Not that it’s a bad idea to give careful consideration to your potential tax liability with respect to current income. Most taxpayers should review their overall income and taxation situation at least annually, and this is especially important for those in retirement who are taking required minimum distributions (RMDs) from IRAs, 401(k) plans, 403(b) plans, or other qualified retirement accounts.

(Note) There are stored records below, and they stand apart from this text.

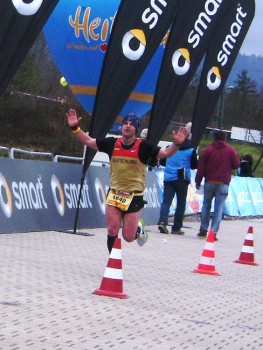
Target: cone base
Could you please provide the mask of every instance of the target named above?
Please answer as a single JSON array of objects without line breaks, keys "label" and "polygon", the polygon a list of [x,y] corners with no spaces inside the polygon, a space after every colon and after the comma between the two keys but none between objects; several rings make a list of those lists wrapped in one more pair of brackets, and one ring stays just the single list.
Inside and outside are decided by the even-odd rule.
[{"label": "cone base", "polygon": [[126,298],[128,298],[128,295],[127,295],[127,294],[118,293],[118,292],[110,292],[110,291],[103,290],[103,289],[96,289],[96,290],[94,290],[94,292],[92,292],[92,294],[104,295],[104,296],[106,296],[106,297],[120,298],[120,299],[126,299]]},{"label": "cone base", "polygon": [[203,275],[212,275],[212,276],[221,276],[220,273],[216,272],[216,271],[204,271],[204,270],[193,270],[193,273],[201,273]]},{"label": "cone base", "polygon": [[258,266],[258,264],[253,262],[253,261],[235,260],[234,262],[237,263],[237,264]]}]

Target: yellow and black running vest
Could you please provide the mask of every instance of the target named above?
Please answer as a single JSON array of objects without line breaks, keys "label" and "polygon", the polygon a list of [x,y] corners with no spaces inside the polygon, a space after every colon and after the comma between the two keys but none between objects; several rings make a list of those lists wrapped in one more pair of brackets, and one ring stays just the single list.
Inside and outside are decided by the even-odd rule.
[{"label": "yellow and black running vest", "polygon": [[145,189],[146,165],[139,160],[138,150],[141,139],[136,139],[133,147],[126,150],[117,138],[111,158],[110,188],[116,191],[143,193]]}]

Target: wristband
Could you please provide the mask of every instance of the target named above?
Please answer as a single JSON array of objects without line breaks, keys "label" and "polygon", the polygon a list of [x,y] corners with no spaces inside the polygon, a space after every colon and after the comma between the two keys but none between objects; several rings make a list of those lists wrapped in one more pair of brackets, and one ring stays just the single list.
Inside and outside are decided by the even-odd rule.
[{"label": "wristband", "polygon": [[73,134],[77,134],[78,132],[81,131],[81,129],[80,129],[80,127],[79,127],[78,125],[73,126],[73,127],[71,128],[71,130],[72,130]]}]

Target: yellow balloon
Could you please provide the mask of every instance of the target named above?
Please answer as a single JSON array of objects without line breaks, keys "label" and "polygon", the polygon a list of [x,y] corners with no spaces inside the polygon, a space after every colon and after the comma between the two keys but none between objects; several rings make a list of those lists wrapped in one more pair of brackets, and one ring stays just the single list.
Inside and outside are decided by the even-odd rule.
[{"label": "yellow balloon", "polygon": [[66,81],[66,79],[65,79],[64,77],[62,77],[62,78],[60,79],[60,84],[61,84],[62,86],[67,86],[67,85],[68,85],[68,83],[67,83],[67,81]]}]

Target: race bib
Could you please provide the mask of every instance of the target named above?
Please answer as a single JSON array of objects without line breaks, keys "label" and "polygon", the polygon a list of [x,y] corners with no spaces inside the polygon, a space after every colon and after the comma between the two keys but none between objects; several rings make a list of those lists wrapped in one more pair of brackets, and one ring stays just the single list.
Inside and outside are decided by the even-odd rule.
[{"label": "race bib", "polygon": [[122,211],[127,211],[133,198],[133,193],[110,190],[106,203]]}]

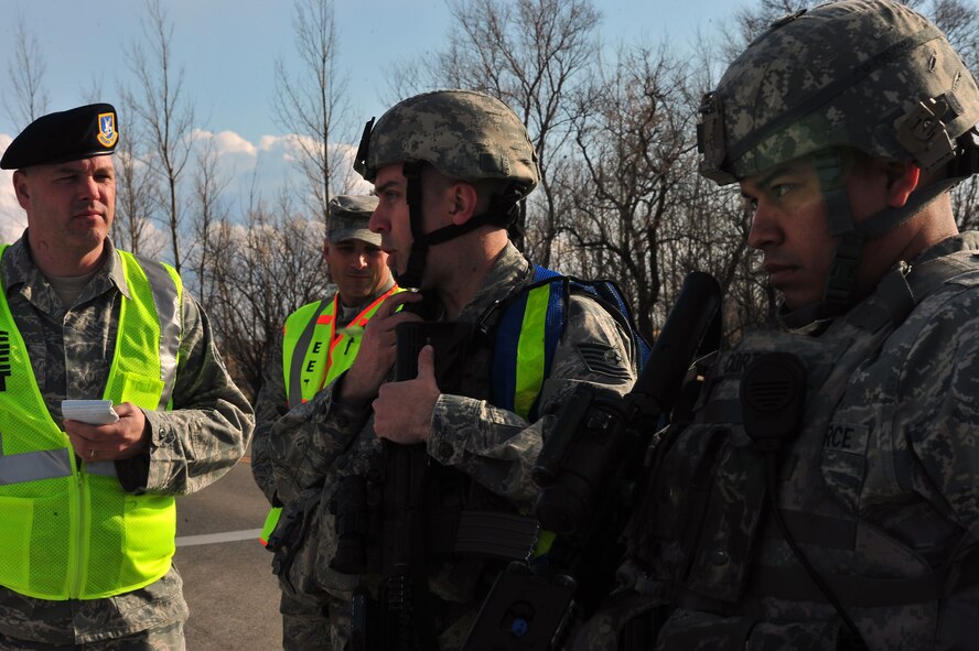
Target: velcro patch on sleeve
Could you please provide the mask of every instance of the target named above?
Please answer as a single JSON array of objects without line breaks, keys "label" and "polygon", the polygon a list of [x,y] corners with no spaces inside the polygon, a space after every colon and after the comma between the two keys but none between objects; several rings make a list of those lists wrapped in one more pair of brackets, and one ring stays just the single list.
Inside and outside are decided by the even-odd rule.
[{"label": "velcro patch on sleeve", "polygon": [[603,344],[578,344],[578,354],[593,373],[630,379],[631,373],[618,350]]}]

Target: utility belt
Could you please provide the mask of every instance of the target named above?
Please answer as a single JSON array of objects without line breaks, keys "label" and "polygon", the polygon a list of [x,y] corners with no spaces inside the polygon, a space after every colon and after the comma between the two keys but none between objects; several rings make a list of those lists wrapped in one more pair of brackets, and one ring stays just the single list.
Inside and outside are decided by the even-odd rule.
[{"label": "utility belt", "polygon": [[[423,539],[429,564],[458,557],[526,558],[537,540],[537,520],[514,513],[505,502],[461,473],[428,458]],[[383,477],[384,471],[370,473]],[[467,490],[466,490],[467,489]],[[330,566],[342,574],[384,572],[384,484],[355,475],[337,482],[330,503],[336,554]],[[465,493],[469,493],[466,497]],[[495,507],[495,508],[494,508]]]}]

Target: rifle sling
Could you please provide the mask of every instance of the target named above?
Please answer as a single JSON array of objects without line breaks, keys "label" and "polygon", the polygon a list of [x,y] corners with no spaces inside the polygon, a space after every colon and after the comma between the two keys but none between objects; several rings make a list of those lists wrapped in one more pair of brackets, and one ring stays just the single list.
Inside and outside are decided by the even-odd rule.
[{"label": "rifle sling", "polygon": [[534,518],[499,511],[459,513],[452,554],[492,558],[526,558],[537,540]]}]

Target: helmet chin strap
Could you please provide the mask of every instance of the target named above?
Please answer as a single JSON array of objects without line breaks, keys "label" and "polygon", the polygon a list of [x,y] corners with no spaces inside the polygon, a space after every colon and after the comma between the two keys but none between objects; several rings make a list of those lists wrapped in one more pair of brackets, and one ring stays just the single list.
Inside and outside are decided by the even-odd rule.
[{"label": "helmet chin strap", "polygon": [[856,224],[847,196],[847,171],[840,152],[837,150],[819,152],[813,156],[813,161],[826,202],[829,232],[837,240],[837,245],[822,290],[822,300],[793,311],[785,310],[784,305],[779,310],[778,321],[792,329],[847,312],[856,303],[857,265],[860,262],[860,249],[863,243],[883,237],[911,219],[927,204],[975,173],[972,167],[976,166],[975,163],[968,162],[961,170],[954,166],[949,177],[911,193],[903,206],[884,208]]},{"label": "helmet chin strap", "polygon": [[465,224],[452,224],[426,234],[422,226],[421,163],[407,162],[404,164],[401,173],[408,183],[406,199],[412,240],[405,273],[395,274],[395,280],[402,287],[421,287],[430,247],[455,239],[486,224],[501,224],[503,221],[501,215],[506,217],[506,224],[501,224],[502,227],[506,227],[515,218],[514,210],[520,194],[517,189],[512,188],[510,192],[503,195],[495,195],[485,213],[473,215]]}]

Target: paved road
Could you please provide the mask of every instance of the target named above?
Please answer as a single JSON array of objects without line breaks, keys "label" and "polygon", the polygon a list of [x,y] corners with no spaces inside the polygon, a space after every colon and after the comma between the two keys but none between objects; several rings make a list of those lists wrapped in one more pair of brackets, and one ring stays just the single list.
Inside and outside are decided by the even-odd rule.
[{"label": "paved road", "polygon": [[187,651],[282,648],[271,554],[258,543],[268,502],[248,463],[176,502],[176,555],[191,607]]}]

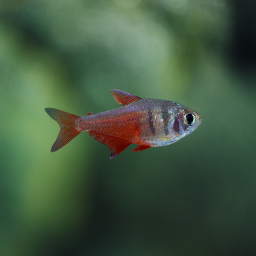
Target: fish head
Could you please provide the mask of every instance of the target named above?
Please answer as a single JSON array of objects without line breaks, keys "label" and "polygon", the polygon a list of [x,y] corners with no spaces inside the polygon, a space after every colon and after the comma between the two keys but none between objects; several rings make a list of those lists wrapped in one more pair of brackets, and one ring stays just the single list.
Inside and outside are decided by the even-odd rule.
[{"label": "fish head", "polygon": [[202,122],[202,117],[197,112],[177,103],[177,108],[170,124],[176,139],[193,133]]}]

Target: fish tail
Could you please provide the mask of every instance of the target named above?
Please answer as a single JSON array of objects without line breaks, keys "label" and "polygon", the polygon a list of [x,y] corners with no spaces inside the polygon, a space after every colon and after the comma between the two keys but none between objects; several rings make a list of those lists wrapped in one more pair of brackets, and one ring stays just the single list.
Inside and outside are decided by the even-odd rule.
[{"label": "fish tail", "polygon": [[81,133],[77,126],[77,121],[80,117],[56,109],[47,108],[45,110],[61,126],[61,131],[51,149],[51,152],[55,152]]}]

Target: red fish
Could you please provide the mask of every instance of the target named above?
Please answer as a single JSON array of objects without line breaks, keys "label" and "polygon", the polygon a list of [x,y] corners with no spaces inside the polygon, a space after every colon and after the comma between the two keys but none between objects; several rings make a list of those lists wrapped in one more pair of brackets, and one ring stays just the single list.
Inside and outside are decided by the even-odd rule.
[{"label": "red fish", "polygon": [[82,132],[107,146],[113,159],[132,144],[133,152],[168,145],[194,132],[202,122],[196,112],[174,101],[142,98],[120,90],[110,90],[123,107],[79,117],[56,109],[47,113],[61,126],[51,151],[67,144]]}]

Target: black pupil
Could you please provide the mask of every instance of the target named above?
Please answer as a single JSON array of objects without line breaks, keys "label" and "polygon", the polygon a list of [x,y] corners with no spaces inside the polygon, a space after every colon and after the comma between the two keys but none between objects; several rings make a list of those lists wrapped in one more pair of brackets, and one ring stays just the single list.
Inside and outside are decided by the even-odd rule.
[{"label": "black pupil", "polygon": [[192,114],[188,114],[186,116],[187,121],[189,124],[191,124],[194,121],[194,117]]}]

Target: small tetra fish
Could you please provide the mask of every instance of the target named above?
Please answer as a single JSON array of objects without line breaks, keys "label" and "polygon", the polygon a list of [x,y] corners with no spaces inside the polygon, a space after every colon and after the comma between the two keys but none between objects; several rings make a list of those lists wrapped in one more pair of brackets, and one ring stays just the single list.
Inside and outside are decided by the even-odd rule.
[{"label": "small tetra fish", "polygon": [[82,132],[107,146],[110,159],[133,143],[133,152],[169,145],[194,132],[202,122],[196,112],[174,101],[142,98],[120,90],[110,90],[123,107],[79,117],[56,109],[46,112],[61,126],[51,151],[67,144]]}]

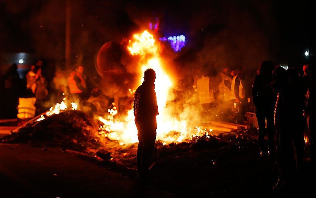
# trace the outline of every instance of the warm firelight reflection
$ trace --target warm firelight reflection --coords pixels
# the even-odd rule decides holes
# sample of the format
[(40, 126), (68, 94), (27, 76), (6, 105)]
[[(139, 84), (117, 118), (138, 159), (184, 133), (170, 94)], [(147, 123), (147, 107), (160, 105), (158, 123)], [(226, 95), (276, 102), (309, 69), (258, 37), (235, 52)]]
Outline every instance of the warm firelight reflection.
[[(64, 94), (63, 93), (63, 95), (64, 95)], [(48, 117), (54, 114), (58, 114), (63, 111), (69, 110), (68, 107), (64, 102), (66, 100), (66, 98), (64, 98), (60, 103), (58, 102), (56, 103), (54, 106), (51, 107), (49, 110), (44, 114), (41, 115), (40, 118), (36, 120), (36, 121), (39, 122), (45, 119), (46, 117)], [(72, 102), (71, 104), (72, 110), (77, 110), (78, 108), (78, 105), (74, 102)]]
[[(157, 139), (161, 140), (165, 144), (174, 142), (182, 142), (197, 136), (205, 135), (207, 132), (205, 130), (200, 127), (188, 128), (185, 120), (175, 118), (165, 108), (168, 93), (172, 87), (173, 84), (170, 77), (167, 74), (163, 65), (159, 45), (155, 42), (153, 35), (145, 30), (141, 34), (134, 34), (127, 47), (131, 55), (140, 56), (139, 68), (141, 73), (143, 74), (145, 71), (149, 68), (156, 72), (155, 90), (159, 112), (157, 116)], [(142, 75), (139, 79), (139, 85), (143, 80)], [(128, 91), (131, 93), (133, 92), (130, 89)], [(115, 106), (108, 111), (110, 114), (106, 119), (101, 117), (98, 118), (99, 120), (104, 124), (100, 127), (99, 133), (111, 139), (118, 140), (121, 145), (138, 142), (132, 107), (128, 111), (125, 121), (114, 120), (114, 116), (117, 113)], [(209, 131), (211, 131), (211, 130)]]

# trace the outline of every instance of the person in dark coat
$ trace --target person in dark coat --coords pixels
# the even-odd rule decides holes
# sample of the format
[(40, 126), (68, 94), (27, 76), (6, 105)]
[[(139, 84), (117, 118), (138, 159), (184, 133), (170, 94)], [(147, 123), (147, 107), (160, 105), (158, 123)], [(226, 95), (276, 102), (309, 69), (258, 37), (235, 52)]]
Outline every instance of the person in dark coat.
[(155, 84), (156, 73), (152, 69), (145, 72), (143, 84), (135, 92), (134, 115), (138, 131), (137, 159), (137, 179), (141, 182), (149, 180), (149, 162), (155, 149), (157, 127), (156, 116), (158, 114)]
[(314, 162), (316, 161), (316, 132), (315, 131), (315, 124), (316, 123), (316, 108), (315, 101), (316, 96), (315, 95), (314, 71), (313, 68), (310, 70), (309, 87), (307, 90), (305, 95), (305, 105), (306, 107), (304, 110), (305, 114), (307, 120), (307, 125), (309, 130), (309, 145), (311, 150), (311, 159)]
[(264, 146), (266, 130), (267, 132), (269, 143), (267, 153), (273, 156), (275, 152), (275, 130), (273, 125), (273, 114), (276, 94), (271, 86), (273, 82), (272, 71), (275, 68), (272, 61), (267, 61), (263, 62), (259, 70), (259, 74), (256, 76), (252, 86), (252, 98), (259, 126), (258, 137), (260, 153), (261, 156), (267, 151)]
[[(303, 162), (304, 148), (303, 117), (304, 95), (298, 73), (278, 67), (274, 70), (272, 85), (277, 93), (274, 113), (276, 156), (280, 171), (274, 191), (293, 186), (295, 176)], [(296, 182), (299, 182), (296, 181)]]
[(17, 107), (18, 104), (19, 97), (22, 90), (22, 82), (17, 72), (17, 66), (13, 63), (3, 77), (4, 89), (3, 97), (6, 105), (3, 106), (3, 118), (14, 118), (16, 117)]

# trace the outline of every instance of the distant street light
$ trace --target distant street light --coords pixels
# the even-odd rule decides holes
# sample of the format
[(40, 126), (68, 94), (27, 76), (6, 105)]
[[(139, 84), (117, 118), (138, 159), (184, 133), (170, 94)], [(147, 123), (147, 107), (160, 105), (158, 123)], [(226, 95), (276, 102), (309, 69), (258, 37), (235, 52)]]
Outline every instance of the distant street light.
[(306, 56), (308, 56), (309, 53), (308, 53), (308, 51), (305, 51), (305, 55)]

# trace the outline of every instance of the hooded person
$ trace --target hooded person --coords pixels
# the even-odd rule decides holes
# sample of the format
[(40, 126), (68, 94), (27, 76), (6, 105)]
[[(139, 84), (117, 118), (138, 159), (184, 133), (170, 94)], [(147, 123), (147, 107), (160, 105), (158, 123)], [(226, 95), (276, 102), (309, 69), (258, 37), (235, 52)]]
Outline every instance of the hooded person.
[[(271, 61), (263, 62), (260, 67), (259, 74), (255, 78), (252, 86), (252, 98), (259, 126), (258, 136), (261, 156), (266, 153), (273, 156), (275, 152), (275, 130), (273, 125), (273, 114), (276, 94), (271, 87), (273, 82), (272, 71), (275, 68), (274, 64)], [(267, 152), (264, 146), (266, 131), (268, 132), (269, 142)]]
[(225, 68), (217, 74), (215, 79), (216, 86), (217, 87), (216, 92), (217, 95), (216, 98), (222, 101), (230, 100), (232, 80), (228, 68)]
[(137, 179), (150, 180), (149, 163), (155, 148), (158, 115), (155, 84), (156, 73), (152, 69), (145, 71), (143, 84), (136, 89), (134, 97), (134, 112), (138, 138), (137, 160)]
[(299, 170), (303, 160), (303, 105), (297, 96), (301, 95), (300, 87), (290, 83), (292, 74), (288, 73), (280, 67), (272, 73), (275, 82), (272, 86), (277, 94), (274, 118), (276, 163), (280, 172), (274, 191), (282, 190), (293, 184), (295, 171)]

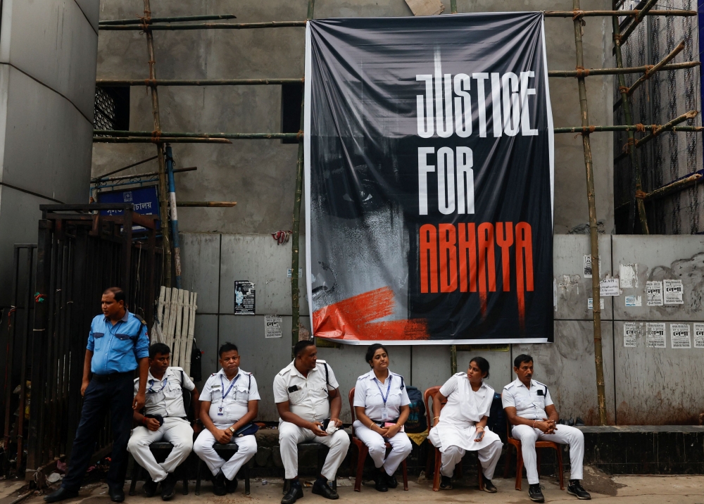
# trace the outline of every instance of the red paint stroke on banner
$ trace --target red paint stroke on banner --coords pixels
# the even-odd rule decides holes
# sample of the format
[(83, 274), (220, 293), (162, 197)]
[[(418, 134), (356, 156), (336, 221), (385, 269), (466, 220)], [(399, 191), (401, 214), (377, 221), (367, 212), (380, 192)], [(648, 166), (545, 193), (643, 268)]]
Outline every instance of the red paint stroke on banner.
[(389, 287), (353, 296), (313, 312), (313, 334), (321, 338), (369, 341), (429, 337), (423, 319), (374, 322), (393, 315), (394, 305)]

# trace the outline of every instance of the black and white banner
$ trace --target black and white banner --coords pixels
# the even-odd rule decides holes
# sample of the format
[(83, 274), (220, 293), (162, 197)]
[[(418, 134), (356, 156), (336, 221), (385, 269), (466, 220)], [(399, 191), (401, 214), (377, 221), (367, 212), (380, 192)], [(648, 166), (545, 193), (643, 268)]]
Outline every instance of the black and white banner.
[(553, 341), (544, 39), (539, 12), (308, 23), (315, 336)]

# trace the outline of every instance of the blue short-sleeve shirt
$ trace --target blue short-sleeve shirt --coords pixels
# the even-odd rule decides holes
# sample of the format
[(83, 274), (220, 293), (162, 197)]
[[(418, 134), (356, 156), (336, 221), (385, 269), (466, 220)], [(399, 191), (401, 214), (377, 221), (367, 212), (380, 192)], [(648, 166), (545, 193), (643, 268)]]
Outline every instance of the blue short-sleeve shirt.
[(146, 325), (127, 310), (115, 325), (105, 315), (96, 315), (86, 348), (93, 352), (90, 370), (95, 374), (134, 371), (137, 359), (149, 356)]

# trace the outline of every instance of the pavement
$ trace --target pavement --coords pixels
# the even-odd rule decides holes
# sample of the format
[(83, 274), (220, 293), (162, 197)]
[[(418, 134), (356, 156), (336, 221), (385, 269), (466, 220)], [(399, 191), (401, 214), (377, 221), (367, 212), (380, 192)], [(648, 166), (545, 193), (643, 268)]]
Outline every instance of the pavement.
[[(586, 468), (583, 484), (591, 493), (592, 500), (603, 504), (641, 504), (641, 503), (677, 503), (678, 504), (704, 504), (704, 476), (615, 476), (609, 477), (590, 467)], [(305, 480), (312, 479), (304, 479)], [(514, 488), (514, 479), (496, 478), (494, 480), (498, 492), (487, 493), (479, 491), (471, 481), (460, 481), (451, 491), (434, 492), (432, 481), (413, 477), (409, 479), (408, 491), (403, 491), (399, 478), (399, 487), (382, 493), (374, 489), (373, 484), (367, 482), (363, 486), (360, 493), (353, 490), (353, 481), (348, 478), (338, 480), (338, 492), (340, 504), (378, 504), (383, 501), (390, 503), (530, 503), (528, 498), (528, 482), (523, 480), (522, 491)], [(567, 479), (565, 479), (565, 484)], [(546, 502), (576, 503), (577, 499), (560, 489), (555, 478), (546, 477), (541, 480), (545, 487), (543, 493)], [(0, 504), (11, 504), (20, 495), (21, 484), (0, 481)], [(125, 485), (128, 490), (129, 481)], [(137, 485), (138, 491), (142, 484)], [(210, 483), (203, 481), (201, 495), (194, 493), (194, 482), (189, 485), (189, 495), (181, 493), (178, 484), (176, 496), (171, 502), (174, 504), (278, 504), (282, 498), (282, 481), (277, 479), (257, 478), (251, 481), (251, 495), (244, 495), (244, 484), (240, 482), (237, 491), (223, 497), (213, 495)], [(313, 495), (310, 488), (303, 491), (304, 497), (299, 504), (325, 504), (325, 499)], [(84, 486), (80, 496), (66, 503), (81, 504), (111, 504), (108, 496), (108, 487), (105, 484), (93, 484)], [(161, 502), (158, 496), (147, 499), (141, 495), (127, 496), (125, 503), (134, 504), (156, 504)], [(42, 496), (32, 495), (23, 501), (23, 504), (44, 504)]]

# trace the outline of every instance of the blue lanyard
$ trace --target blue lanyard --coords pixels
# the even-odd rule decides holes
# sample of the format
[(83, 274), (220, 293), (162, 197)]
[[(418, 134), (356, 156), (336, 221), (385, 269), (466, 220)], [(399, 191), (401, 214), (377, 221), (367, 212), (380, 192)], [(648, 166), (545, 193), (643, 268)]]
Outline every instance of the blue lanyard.
[(377, 384), (377, 388), (379, 389), (379, 393), (382, 394), (382, 401), (384, 401), (384, 405), (386, 405), (386, 399), (389, 398), (389, 393), (391, 389), (391, 374), (389, 373), (389, 386), (386, 387), (386, 396), (384, 397), (384, 392), (382, 391), (382, 387), (379, 386), (379, 380), (377, 377), (374, 377), (374, 383)]
[(227, 394), (230, 393), (230, 391), (232, 390), (232, 387), (234, 386), (235, 382), (239, 379), (239, 374), (238, 373), (237, 376), (236, 376), (234, 377), (234, 379), (232, 380), (232, 382), (230, 382), (230, 388), (227, 389), (227, 391), (225, 392), (225, 393), (222, 393), (222, 391), (225, 390), (225, 384), (222, 383), (222, 375), (220, 374), (220, 387), (221, 387), (221, 389), (220, 389), (220, 393), (222, 393), (222, 401), (221, 401), (221, 403), (222, 402), (225, 402), (225, 398), (226, 397), (227, 397)]

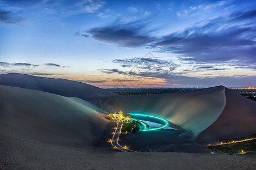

For these individuals, it’s usually important to coordinate RMDs with Social Security and pension income, if any, in order to maintain both the needed income level and tax efficiency.
Speaking of Social Security, if you are receiving payments and your adjustable gross income (AGI) combined with nontaxable interest and half of your Social Security benefits equal $34,000 for single filers or $44,000 for those married and filing jointly, you are required to pay taxes on 85 percent of your Social Security income. You can file Form W-4V to have the government withhold a flat rate from each Social Security check; this usually results in a slight overpayment and subsequent refund. Those paying quarterly, however, rather than having taxes withheld from Social Security, may need to do some careful estimating to make sure they are paying enough to avoid owing additional taxes when they file their returns.
Most people 70 ½ years old or more should pay quarterly estimated taxes on their RMDs. There is an option, however, to ask the plan custodian to withhold the entire year’s estimated taxes from the final payment. But it’s important to follow the proper procedure; you shouldn’t receive the payment yourself, then make the payment, because the IRS could assess penalties for missing the quarterly deadlines.
The bottom line is that most taxpayers shouldn’t be alarmed by the government’s PR campaign for more caution in withholding. For most people who are already paying attention to their annual tax liabilities and quarterly payments—if any—there shouldn’t be much change needed.